The science blogosphere was abuzz with ScienceOnline 2011 recaps, post mortems, and soul-seeking. The Columbia Journalism Review gave the conference a nice write-up. Dave Munger meditated on the line between jazzing up science and dumbing it down. Chris Rowan pointed out that no matter how well science blogging shapes its outreach, the broader media often fixes the game. Ed Yong worried that science blogging was “stuck in an echo chamber,” and Ryan Somma mapped it. Christie Wilcox tried out what she’d learned about online writing by murdering a darling. And Minority Postdoc started an inventory of diversity in the science blogosphere.
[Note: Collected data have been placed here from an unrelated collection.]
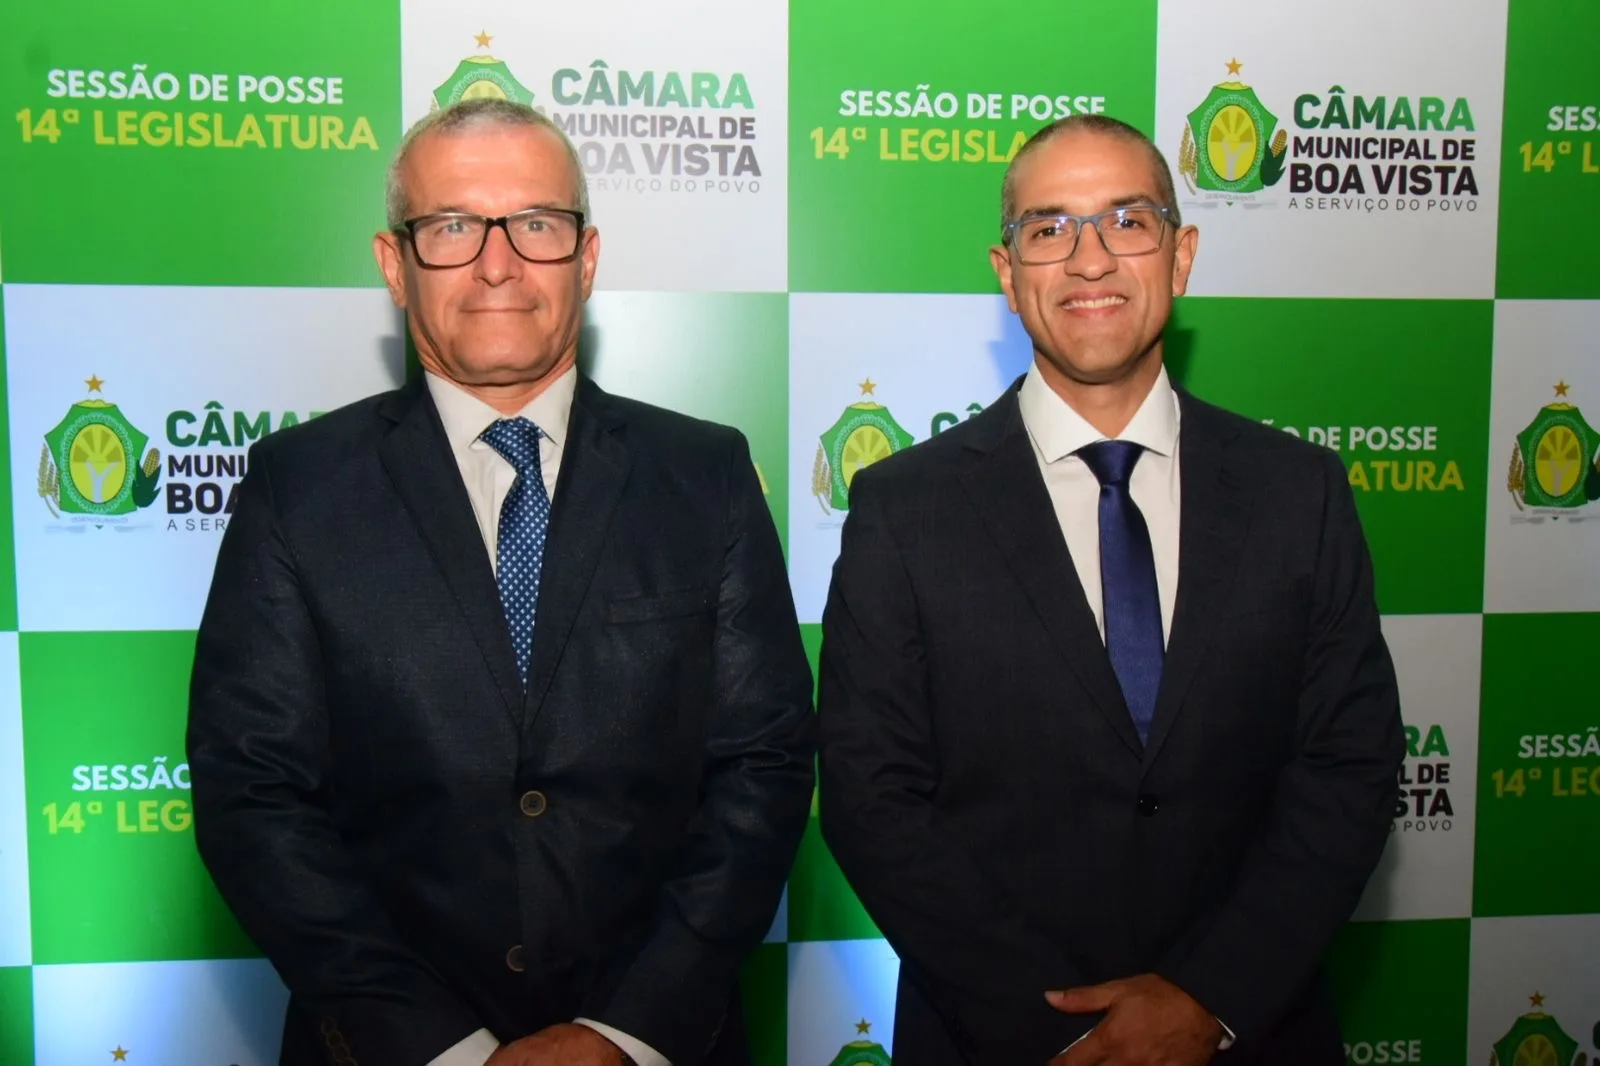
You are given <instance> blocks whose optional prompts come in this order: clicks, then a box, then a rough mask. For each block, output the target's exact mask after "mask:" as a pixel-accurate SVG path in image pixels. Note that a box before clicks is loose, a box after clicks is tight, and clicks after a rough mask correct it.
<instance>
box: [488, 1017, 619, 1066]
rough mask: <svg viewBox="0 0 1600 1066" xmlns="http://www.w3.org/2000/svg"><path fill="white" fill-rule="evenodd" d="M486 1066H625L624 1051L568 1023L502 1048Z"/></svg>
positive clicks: (535, 1033)
mask: <svg viewBox="0 0 1600 1066" xmlns="http://www.w3.org/2000/svg"><path fill="white" fill-rule="evenodd" d="M483 1066H622V1048H619V1047H618V1045H616V1044H611V1042H610V1040H606V1039H605V1037H603V1036H600V1034H598V1032H595V1031H594V1029H590V1028H589V1026H579V1024H573V1023H565V1024H558V1026H550V1028H549V1029H541V1031H539V1032H534V1034H533V1036H526V1037H523V1039H520V1040H514V1042H512V1044H502V1045H501V1048H499V1050H498V1052H494V1053H493V1055H491V1056H490V1061H486V1063H485V1064H483Z"/></svg>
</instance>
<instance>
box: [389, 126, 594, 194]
mask: <svg viewBox="0 0 1600 1066" xmlns="http://www.w3.org/2000/svg"><path fill="white" fill-rule="evenodd" d="M405 171H406V181H408V186H410V189H408V192H410V197H411V200H413V205H414V210H418V211H427V210H432V208H437V206H440V205H443V203H445V202H448V203H450V206H462V208H475V210H483V211H494V213H499V211H509V210H517V208H518V206H528V205H531V203H534V202H560V203H570V202H571V200H573V198H574V197H576V194H578V187H576V179H574V174H573V163H571V158H570V157H568V155H566V149H565V146H563V144H562V142H560V139H558V138H557V136H555V134H554V133H552V131H550V130H546V128H542V126H510V125H482V126H467V128H466V130H430V131H427V133H424V134H422V136H421V138H418V141H416V142H414V144H413V146H411V152H410V155H408V157H406V163H405ZM470 200H493V203H486V202H485V203H474V202H470ZM518 200H526V203H520V202H518ZM430 202H432V203H430ZM507 203H512V205H510V206H507Z"/></svg>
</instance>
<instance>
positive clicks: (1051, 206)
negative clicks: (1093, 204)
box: [1018, 192, 1157, 218]
mask: <svg viewBox="0 0 1600 1066" xmlns="http://www.w3.org/2000/svg"><path fill="white" fill-rule="evenodd" d="M1155 202H1157V200H1155V197H1152V195H1150V194H1149V192H1134V194H1131V195H1126V197H1117V198H1115V200H1110V202H1109V203H1107V205H1106V206H1104V208H1101V210H1104V211H1115V210H1117V208H1123V206H1134V205H1146V203H1155ZM1030 214H1072V211H1069V210H1067V208H1064V206H1061V205H1059V203H1046V205H1043V206H1037V208H1027V210H1026V211H1021V213H1019V214H1018V218H1027V216H1030ZM1090 214H1099V211H1090Z"/></svg>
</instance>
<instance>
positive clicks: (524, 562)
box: [482, 418, 550, 688]
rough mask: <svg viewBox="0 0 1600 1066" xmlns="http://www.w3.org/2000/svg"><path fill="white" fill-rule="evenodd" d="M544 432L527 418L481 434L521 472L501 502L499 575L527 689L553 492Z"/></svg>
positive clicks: (501, 595) (511, 629) (508, 622)
mask: <svg viewBox="0 0 1600 1066" xmlns="http://www.w3.org/2000/svg"><path fill="white" fill-rule="evenodd" d="M542 435H544V432H542V431H541V429H539V427H538V426H534V424H533V423H530V421H528V419H526V418H502V419H499V421H498V423H494V424H493V426H490V427H488V429H485V431H483V434H482V440H483V442H485V443H486V445H488V447H491V448H494V450H496V451H499V453H501V458H504V459H506V461H507V463H510V464H512V467H514V469H515V471H517V480H515V482H512V487H510V491H509V493H506V503H504V504H501V520H499V536H498V543H496V546H494V559H496V565H494V579H496V583H498V584H499V594H501V610H504V611H506V626H507V627H509V629H510V647H512V650H514V651H515V653H517V672H518V674H520V675H522V685H523V688H526V687H528V661H530V659H531V658H533V618H534V615H536V613H538V610H539V570H541V568H542V567H544V536H546V533H549V530H550V495H549V493H547V491H546V490H544V469H542V467H541V466H539V437H542Z"/></svg>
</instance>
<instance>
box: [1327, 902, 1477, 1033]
mask: <svg viewBox="0 0 1600 1066" xmlns="http://www.w3.org/2000/svg"><path fill="white" fill-rule="evenodd" d="M1470 943H1472V922H1470V920H1467V919H1450V920H1437V922H1358V924H1355V925H1347V927H1346V928H1344V930H1342V932H1341V933H1339V938H1338V940H1336V941H1334V944H1333V951H1331V952H1330V956H1328V978H1330V983H1331V984H1333V994H1334V1000H1336V1002H1338V1007H1339V1021H1341V1026H1342V1029H1344V1048H1346V1052H1344V1056H1346V1061H1347V1063H1461V1061H1464V1060H1466V1053H1467V984H1469V981H1467V978H1469V972H1467V954H1469V948H1470Z"/></svg>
Meanwhile, in non-meta online science news:
- Watch out for the photo of a “cutaneous abscess.” All the antibiotics we’re feeding to livestock are leading to higher rates of antibiotic-resistant infection in farm workers.
- No word on whether the amoeba is now applying for government farm subsidies. The social amoeba Dictyostelium discoideum carries its favorite bacterial prey with it, and (inadvertently) cultivates it as a food source. (See also NY Times, original paper in Nature [$a])
- We like taxonomists, really! We just don’t want to pay them. Biology needs taxonomy, but these days no one wants to be a taxonomist.
- Flock immunity. Genetically modified chickens can catch avian flu without spreading it to others.